Certain types of non-Mycoplasmal infections are also commonly found in CFS patients. The most common viral infection found is HHV-6 (15-17). Although HHV-6 infections are commonly found in children, in adults such infections are considered latent but can be reactivated in certain illness states. In CFS patients HHV-6 is frequently reactivated and appears in blood leukocytes, in contrast to control subjects (15-17). In at least one of these studies peripheral blood mononuclear cells were cultured and tested for two HHV-6 glycoproteins using specific monoclonal antibodies and HHV-6 genes were probed using nested PCR (17). In 23 out of 35 patients (65.7%) peripheral leukocytes showed active infection by PCR.
The use of PCR techniques for detection of microorganism infections in patients has been questioned in studies where different methods were used in different laboratories without validation. The PCR tests that we used to identify bacterial and viral infections are very sensitive and highly specific. These tests are a dramatic improvement on the relatively insensitive serum antibody tests that are routinely used to assay for systemic infections (36). For example, in the determination of Mycoplasmal infections we used primer sets for various genes found in specific species (19-23).
Since the universal primers GPO-1 and UNI that have been used to detect all Mycoplasma species are capable of possible cross-reactions with Mycoplasma-related organisms (21), we used only unique primers and conditions that detect only specific species (Table 1). Similar to a previous study (20), we examined the reliability of the methods by performing multiple assays (repeated 3-6 times), and the results were completely reproducible. The sensitivity of Mycoplasma detection by the described method was assessed by the detection of control Mycoplasma DNA and by internal Southern blot hybridization using Mycoplasma-specific probes. Using serial dilutions of Mycoplasma DNA the method was able to detect as low as a few fg of DNA (20).
In other experiments, Mycoplasma was added to control blood samples at various concentrations. We were able to detect specific products down to 10 ccu/ml blood. Thus with the use of specific Southern hybridization the procedure can result in specific test results of high sensitivity, down to the presence of a few microorganisms in a clinical sample (19, 20).
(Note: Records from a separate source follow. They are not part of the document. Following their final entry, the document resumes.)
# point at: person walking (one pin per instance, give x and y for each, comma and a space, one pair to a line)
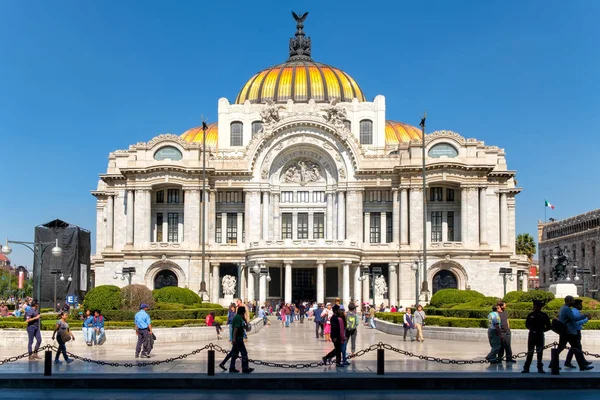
538, 323
98, 326
419, 320
32, 317
319, 321
577, 307
494, 336
506, 336
409, 325
238, 347
63, 334
143, 330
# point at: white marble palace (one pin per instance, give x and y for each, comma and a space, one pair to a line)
307, 185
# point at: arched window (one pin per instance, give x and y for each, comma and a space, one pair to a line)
444, 279
366, 131
236, 137
165, 278
256, 127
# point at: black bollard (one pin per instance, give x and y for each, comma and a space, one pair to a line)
211, 363
554, 363
47, 363
380, 362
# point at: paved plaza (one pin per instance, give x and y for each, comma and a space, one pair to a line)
294, 345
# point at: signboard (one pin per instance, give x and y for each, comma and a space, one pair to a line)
443, 150
168, 153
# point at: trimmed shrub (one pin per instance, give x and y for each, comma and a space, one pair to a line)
132, 296
446, 297
173, 294
105, 297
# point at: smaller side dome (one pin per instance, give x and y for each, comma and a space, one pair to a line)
194, 135
399, 132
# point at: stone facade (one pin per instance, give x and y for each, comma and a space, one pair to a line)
579, 237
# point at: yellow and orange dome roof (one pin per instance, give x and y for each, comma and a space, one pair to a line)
300, 80
194, 135
399, 132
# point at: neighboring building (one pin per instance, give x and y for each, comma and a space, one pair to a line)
579, 236
309, 181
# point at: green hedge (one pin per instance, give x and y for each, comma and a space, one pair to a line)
173, 294
446, 297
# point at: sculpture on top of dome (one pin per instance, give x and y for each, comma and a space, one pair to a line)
300, 44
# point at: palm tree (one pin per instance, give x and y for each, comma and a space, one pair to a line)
525, 245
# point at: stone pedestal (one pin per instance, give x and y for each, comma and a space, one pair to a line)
562, 289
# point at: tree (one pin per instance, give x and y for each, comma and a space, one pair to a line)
525, 245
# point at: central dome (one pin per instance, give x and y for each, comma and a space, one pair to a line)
300, 78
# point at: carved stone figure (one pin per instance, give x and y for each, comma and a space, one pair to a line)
303, 171
380, 286
229, 283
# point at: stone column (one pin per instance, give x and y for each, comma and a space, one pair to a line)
223, 227
240, 225
482, 217
320, 282
341, 225
216, 283
262, 287
404, 216
265, 216
367, 225
395, 217
346, 283
129, 230
329, 217
356, 282
288, 281
393, 284
276, 218
503, 221
383, 225
464, 220
110, 218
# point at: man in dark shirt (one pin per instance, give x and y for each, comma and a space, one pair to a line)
32, 317
537, 322
505, 338
335, 337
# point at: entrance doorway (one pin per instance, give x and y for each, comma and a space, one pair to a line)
304, 284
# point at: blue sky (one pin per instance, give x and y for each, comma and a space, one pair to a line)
79, 79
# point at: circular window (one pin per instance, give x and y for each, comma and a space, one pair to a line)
168, 153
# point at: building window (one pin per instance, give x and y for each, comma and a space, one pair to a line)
451, 226
173, 228
366, 131
319, 197
303, 197
287, 197
256, 127
389, 231
375, 228
159, 222
436, 226
435, 194
236, 134
318, 226
218, 233
286, 226
173, 196
302, 226
232, 228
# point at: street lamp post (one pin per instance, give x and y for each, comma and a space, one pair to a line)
38, 249
507, 275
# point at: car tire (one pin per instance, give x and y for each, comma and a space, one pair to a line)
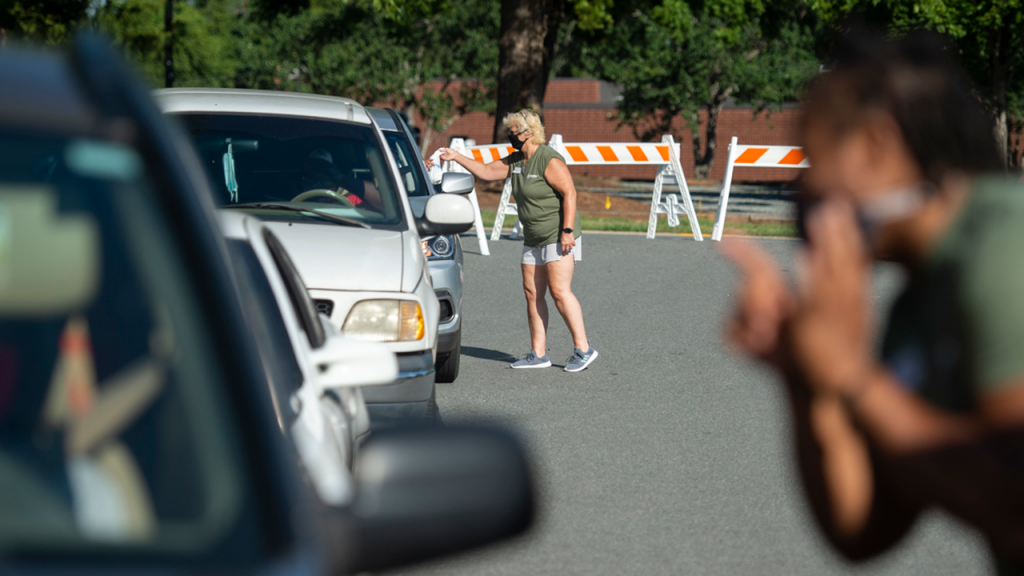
448, 364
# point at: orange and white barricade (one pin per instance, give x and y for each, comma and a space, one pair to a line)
664, 154
436, 173
751, 156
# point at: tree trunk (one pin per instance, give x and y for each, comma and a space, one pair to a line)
529, 30
702, 162
997, 96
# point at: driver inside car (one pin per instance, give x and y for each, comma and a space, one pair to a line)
322, 181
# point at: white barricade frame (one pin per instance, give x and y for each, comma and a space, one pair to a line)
753, 156
664, 154
436, 173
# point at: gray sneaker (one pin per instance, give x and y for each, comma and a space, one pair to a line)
531, 361
580, 360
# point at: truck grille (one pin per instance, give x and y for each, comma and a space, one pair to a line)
448, 311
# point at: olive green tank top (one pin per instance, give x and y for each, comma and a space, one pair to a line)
540, 207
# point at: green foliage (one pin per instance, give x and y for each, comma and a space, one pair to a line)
410, 55
50, 22
681, 59
988, 37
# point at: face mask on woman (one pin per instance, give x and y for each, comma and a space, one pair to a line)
895, 205
515, 141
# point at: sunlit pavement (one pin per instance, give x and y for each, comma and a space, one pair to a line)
669, 455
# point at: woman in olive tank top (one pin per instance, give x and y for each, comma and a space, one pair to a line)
545, 200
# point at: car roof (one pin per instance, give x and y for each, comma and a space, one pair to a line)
232, 223
383, 119
39, 91
238, 100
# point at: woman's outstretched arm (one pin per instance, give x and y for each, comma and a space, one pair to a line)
494, 171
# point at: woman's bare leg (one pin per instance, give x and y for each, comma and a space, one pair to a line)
535, 286
560, 280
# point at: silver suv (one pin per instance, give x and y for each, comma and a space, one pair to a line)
317, 170
445, 250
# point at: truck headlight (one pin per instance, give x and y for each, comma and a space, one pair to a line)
441, 247
385, 321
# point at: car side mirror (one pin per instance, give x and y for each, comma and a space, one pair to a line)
457, 182
426, 493
445, 213
344, 363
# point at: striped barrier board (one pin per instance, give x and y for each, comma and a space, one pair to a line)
750, 156
664, 154
770, 157
621, 154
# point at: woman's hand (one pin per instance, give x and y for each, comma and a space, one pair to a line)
449, 155
764, 303
828, 332
567, 241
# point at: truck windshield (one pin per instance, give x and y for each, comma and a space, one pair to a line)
332, 166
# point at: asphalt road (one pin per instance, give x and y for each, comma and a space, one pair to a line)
754, 201
669, 455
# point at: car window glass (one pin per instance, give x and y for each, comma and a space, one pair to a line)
115, 434
333, 166
268, 328
411, 173
303, 305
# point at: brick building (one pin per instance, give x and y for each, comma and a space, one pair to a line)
584, 110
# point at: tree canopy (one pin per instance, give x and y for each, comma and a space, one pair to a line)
677, 62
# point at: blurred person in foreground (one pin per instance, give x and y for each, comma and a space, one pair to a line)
903, 167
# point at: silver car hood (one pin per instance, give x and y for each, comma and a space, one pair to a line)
338, 257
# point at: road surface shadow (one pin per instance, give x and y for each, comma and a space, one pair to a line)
485, 354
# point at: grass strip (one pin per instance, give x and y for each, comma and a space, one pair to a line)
619, 223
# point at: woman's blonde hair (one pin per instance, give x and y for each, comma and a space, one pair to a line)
526, 120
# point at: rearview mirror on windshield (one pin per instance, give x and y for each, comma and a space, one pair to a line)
427, 493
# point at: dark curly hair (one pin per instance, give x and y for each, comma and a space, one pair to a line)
916, 81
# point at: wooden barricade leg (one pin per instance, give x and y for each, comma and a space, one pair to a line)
723, 199
655, 202
481, 237
684, 190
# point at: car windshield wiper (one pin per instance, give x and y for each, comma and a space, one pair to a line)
278, 206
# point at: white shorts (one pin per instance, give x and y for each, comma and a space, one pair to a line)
550, 253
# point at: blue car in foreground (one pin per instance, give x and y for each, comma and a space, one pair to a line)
136, 427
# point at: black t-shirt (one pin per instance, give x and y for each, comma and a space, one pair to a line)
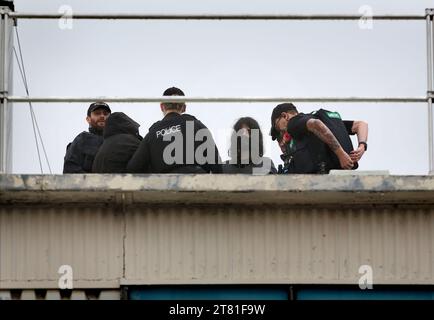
172, 145
297, 125
308, 150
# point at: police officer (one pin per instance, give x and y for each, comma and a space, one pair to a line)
179, 143
81, 152
314, 147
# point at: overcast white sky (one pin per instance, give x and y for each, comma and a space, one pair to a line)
226, 58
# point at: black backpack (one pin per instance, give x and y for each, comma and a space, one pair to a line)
334, 122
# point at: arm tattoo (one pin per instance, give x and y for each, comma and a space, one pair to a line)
321, 131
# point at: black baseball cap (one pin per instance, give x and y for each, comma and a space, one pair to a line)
98, 105
277, 111
173, 91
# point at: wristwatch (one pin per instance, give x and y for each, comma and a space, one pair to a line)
364, 144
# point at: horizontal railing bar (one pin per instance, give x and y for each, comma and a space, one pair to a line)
142, 16
17, 99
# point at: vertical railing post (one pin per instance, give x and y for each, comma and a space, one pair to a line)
430, 90
6, 45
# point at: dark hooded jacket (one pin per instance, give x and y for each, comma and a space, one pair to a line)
81, 152
121, 139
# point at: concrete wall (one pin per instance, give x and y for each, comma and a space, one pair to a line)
208, 229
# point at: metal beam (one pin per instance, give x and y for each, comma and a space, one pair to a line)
143, 16
17, 99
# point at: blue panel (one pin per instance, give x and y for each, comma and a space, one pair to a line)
206, 293
374, 294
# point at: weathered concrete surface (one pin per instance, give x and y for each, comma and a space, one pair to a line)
209, 189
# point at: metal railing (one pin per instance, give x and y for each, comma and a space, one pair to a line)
139, 16
429, 15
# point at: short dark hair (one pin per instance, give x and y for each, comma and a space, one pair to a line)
173, 91
98, 105
277, 111
252, 124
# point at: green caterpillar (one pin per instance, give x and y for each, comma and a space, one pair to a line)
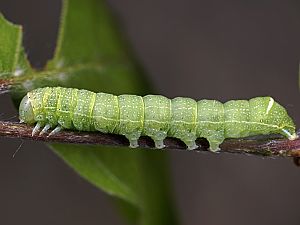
153, 115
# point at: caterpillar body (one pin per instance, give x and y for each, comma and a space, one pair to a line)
153, 115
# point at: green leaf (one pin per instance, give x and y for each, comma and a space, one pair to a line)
10, 46
92, 54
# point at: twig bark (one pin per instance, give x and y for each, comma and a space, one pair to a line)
270, 145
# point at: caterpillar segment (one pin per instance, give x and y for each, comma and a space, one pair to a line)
153, 115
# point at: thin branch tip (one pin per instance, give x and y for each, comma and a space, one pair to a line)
268, 145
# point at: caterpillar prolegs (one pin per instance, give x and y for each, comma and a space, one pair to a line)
153, 115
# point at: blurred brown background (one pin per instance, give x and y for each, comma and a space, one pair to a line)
201, 49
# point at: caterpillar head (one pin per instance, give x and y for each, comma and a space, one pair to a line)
26, 114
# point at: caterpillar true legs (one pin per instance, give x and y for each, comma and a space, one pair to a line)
153, 115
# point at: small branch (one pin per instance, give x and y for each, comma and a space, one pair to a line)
5, 85
268, 145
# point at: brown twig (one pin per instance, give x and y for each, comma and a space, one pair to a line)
260, 145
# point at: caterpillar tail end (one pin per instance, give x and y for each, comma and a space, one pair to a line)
290, 136
133, 143
159, 144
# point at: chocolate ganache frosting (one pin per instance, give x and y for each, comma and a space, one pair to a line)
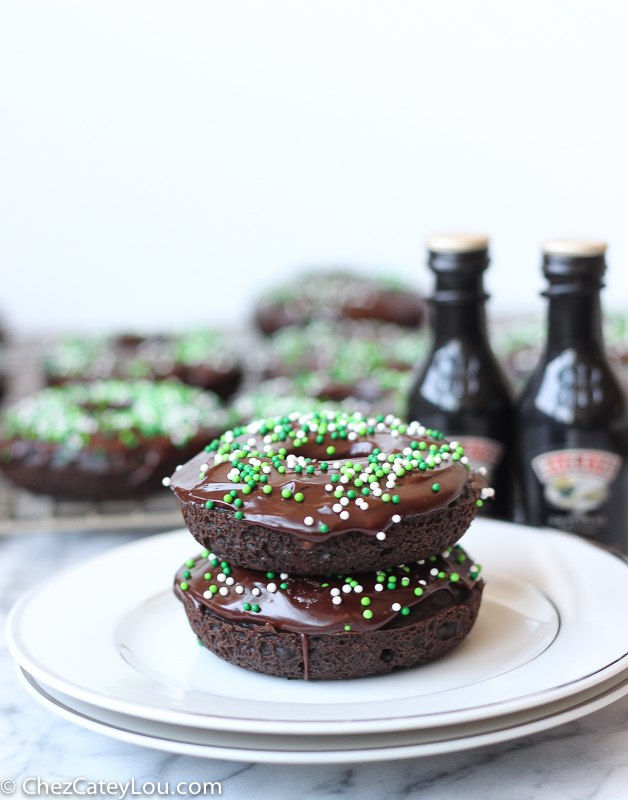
321, 475
312, 605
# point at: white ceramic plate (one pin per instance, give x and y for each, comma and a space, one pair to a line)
110, 633
277, 749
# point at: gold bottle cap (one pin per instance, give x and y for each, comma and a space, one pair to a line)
457, 243
574, 247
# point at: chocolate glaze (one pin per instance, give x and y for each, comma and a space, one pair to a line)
414, 490
305, 606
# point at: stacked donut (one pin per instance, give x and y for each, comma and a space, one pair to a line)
329, 545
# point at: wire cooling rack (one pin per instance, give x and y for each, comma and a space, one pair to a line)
22, 512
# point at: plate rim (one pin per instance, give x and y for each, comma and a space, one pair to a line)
224, 722
295, 757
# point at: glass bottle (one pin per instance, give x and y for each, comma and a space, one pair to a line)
573, 416
460, 389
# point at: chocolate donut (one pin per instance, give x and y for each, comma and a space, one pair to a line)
107, 440
335, 295
332, 627
313, 493
204, 358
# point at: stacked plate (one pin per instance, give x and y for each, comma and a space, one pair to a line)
107, 645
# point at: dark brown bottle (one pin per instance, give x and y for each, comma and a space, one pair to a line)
573, 416
460, 389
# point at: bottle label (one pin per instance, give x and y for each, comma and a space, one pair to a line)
576, 480
481, 452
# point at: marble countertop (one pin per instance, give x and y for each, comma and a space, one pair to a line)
584, 759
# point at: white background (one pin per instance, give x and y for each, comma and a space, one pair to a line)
161, 162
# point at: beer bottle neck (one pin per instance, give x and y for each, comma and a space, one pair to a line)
574, 320
458, 310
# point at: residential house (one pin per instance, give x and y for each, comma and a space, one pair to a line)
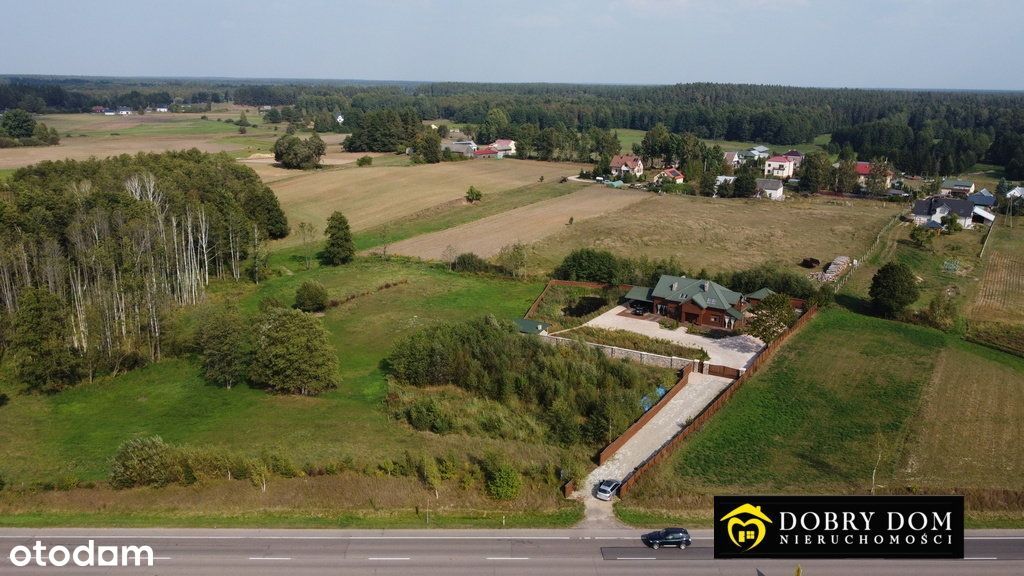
779, 167
506, 146
465, 148
770, 189
624, 164
983, 198
796, 156
695, 300
671, 175
960, 189
930, 212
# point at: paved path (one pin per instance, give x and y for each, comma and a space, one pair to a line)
448, 552
735, 352
684, 407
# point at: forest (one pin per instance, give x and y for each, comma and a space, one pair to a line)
95, 255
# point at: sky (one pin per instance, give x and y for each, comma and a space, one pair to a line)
955, 44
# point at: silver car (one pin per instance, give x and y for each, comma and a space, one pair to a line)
607, 489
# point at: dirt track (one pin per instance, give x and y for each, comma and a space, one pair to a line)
528, 223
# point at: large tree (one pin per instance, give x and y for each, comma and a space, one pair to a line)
293, 354
224, 346
339, 248
40, 342
772, 317
893, 288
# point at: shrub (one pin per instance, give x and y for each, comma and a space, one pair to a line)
144, 461
311, 296
469, 261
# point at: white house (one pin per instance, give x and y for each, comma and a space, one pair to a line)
779, 167
506, 146
770, 189
624, 164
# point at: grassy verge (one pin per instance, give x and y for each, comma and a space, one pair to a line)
632, 340
457, 212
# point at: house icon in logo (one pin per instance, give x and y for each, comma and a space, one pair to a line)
745, 526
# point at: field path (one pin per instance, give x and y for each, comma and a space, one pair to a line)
527, 223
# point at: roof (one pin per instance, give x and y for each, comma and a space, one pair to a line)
982, 198
952, 182
527, 326
641, 293
629, 160
928, 206
760, 294
704, 293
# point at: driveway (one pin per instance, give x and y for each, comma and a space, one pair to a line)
734, 352
699, 391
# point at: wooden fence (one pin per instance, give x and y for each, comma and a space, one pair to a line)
610, 449
723, 397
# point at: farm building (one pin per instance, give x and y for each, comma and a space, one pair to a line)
624, 164
770, 189
930, 212
696, 301
671, 175
779, 167
951, 187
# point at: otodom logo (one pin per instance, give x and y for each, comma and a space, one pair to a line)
745, 526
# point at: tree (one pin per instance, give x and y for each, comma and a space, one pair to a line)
893, 288
224, 346
878, 177
772, 317
293, 354
846, 176
17, 124
311, 296
339, 248
512, 258
40, 343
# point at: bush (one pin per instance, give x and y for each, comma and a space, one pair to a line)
311, 296
469, 261
144, 461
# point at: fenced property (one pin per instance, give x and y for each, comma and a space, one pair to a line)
713, 407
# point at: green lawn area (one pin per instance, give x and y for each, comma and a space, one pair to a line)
451, 214
75, 433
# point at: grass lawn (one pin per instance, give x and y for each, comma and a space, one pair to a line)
725, 234
455, 212
75, 433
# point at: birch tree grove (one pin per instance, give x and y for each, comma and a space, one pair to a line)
122, 257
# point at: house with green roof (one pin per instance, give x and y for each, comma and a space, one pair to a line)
696, 301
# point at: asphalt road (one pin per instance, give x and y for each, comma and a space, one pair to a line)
297, 552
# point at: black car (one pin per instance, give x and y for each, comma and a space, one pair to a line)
678, 537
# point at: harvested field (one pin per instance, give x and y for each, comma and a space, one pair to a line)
376, 195
971, 429
726, 234
526, 224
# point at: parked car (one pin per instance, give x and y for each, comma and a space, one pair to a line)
607, 489
678, 537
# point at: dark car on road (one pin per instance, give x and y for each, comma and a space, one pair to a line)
678, 537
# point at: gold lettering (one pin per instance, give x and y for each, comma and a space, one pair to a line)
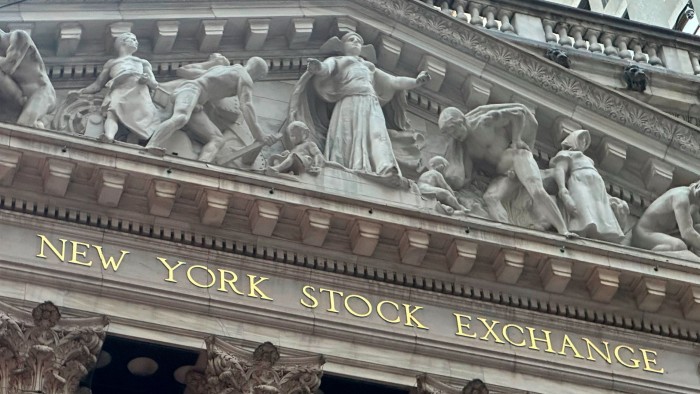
352, 312
230, 282
507, 337
44, 241
648, 361
489, 329
254, 289
74, 258
312, 298
331, 297
546, 339
381, 314
410, 318
635, 362
605, 356
568, 344
110, 262
461, 325
194, 282
171, 270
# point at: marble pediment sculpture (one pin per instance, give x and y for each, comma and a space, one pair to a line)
26, 92
581, 189
668, 224
499, 139
365, 102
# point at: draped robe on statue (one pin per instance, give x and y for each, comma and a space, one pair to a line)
354, 132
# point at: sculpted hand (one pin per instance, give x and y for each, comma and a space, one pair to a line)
519, 145
314, 66
568, 201
269, 139
423, 78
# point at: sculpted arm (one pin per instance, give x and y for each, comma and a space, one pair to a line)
681, 209
406, 83
19, 45
245, 98
100, 81
322, 68
150, 78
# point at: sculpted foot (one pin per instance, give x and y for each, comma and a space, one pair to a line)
156, 151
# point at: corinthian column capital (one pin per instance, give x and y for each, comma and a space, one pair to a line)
43, 352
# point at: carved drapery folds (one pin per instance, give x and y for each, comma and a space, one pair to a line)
232, 370
41, 352
430, 385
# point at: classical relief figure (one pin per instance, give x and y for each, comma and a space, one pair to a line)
582, 191
25, 89
356, 135
301, 154
207, 82
498, 138
675, 210
432, 184
129, 81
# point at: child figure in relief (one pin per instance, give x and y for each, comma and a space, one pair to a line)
301, 155
432, 184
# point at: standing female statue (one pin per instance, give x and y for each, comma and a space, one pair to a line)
356, 135
582, 190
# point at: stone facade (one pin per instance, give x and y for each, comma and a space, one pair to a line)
483, 194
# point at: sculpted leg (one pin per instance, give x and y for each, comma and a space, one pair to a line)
205, 131
658, 242
38, 104
111, 127
499, 189
185, 102
528, 173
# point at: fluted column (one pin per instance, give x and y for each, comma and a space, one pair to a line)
230, 369
42, 352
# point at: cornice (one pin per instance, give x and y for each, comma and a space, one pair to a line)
553, 78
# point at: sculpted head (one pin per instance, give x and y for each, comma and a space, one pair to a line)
438, 163
695, 190
126, 43
578, 140
352, 44
220, 59
476, 386
296, 133
257, 68
452, 122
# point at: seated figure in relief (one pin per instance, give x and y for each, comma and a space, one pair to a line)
129, 80
432, 184
26, 92
356, 135
582, 191
211, 81
675, 210
301, 154
498, 138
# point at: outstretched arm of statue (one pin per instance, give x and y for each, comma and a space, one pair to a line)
100, 81
245, 98
321, 68
406, 83
19, 45
681, 209
148, 73
560, 168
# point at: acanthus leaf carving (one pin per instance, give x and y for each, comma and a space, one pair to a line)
233, 370
43, 352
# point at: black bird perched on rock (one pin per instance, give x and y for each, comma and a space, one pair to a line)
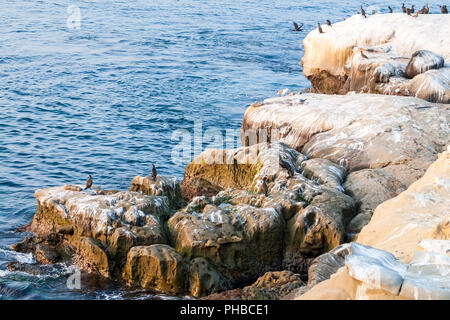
297, 27
154, 173
319, 27
88, 182
263, 188
404, 8
363, 13
287, 166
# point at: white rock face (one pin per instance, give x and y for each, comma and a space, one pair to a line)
356, 130
399, 33
371, 55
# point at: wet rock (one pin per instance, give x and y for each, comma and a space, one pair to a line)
334, 61
162, 186
45, 254
31, 268
97, 226
270, 286
385, 143
203, 278
421, 61
420, 212
242, 241
327, 264
408, 253
158, 267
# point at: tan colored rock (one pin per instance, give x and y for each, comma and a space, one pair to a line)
158, 267
245, 233
385, 142
203, 278
417, 219
162, 186
378, 58
241, 241
98, 226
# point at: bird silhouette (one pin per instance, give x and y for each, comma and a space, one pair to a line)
363, 12
319, 27
263, 188
88, 182
154, 173
297, 27
285, 165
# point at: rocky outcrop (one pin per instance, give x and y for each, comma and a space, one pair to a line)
245, 233
409, 246
385, 143
161, 186
270, 286
375, 274
95, 227
420, 212
381, 57
158, 267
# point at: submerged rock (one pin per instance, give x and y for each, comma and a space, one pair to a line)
376, 59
In our experience, conventional PCR yields similar results to forensic PCR with extracellular microorganisms, but not with clinical samples that contain intracellular microorganisms. Although the reason for this is not known, it could be due to inhibitors present in the clinical samples or to loss of Mycoplasma DNA in the conventional extraction procedures due to protein complexing or degradation by cellular nucleases (20).
The multiple co-infections in CFS probably play an important role in determining the severity of systemic signs and symptoms found in CFS patients (19, 25). Since most CFS patients that previously tested positive for Mycoplasmal infections have benefited from therapies directed at their chronic infections (25, 37), we consider it important that such infections be carefully considered in any treatment program for CFS patients (37-39).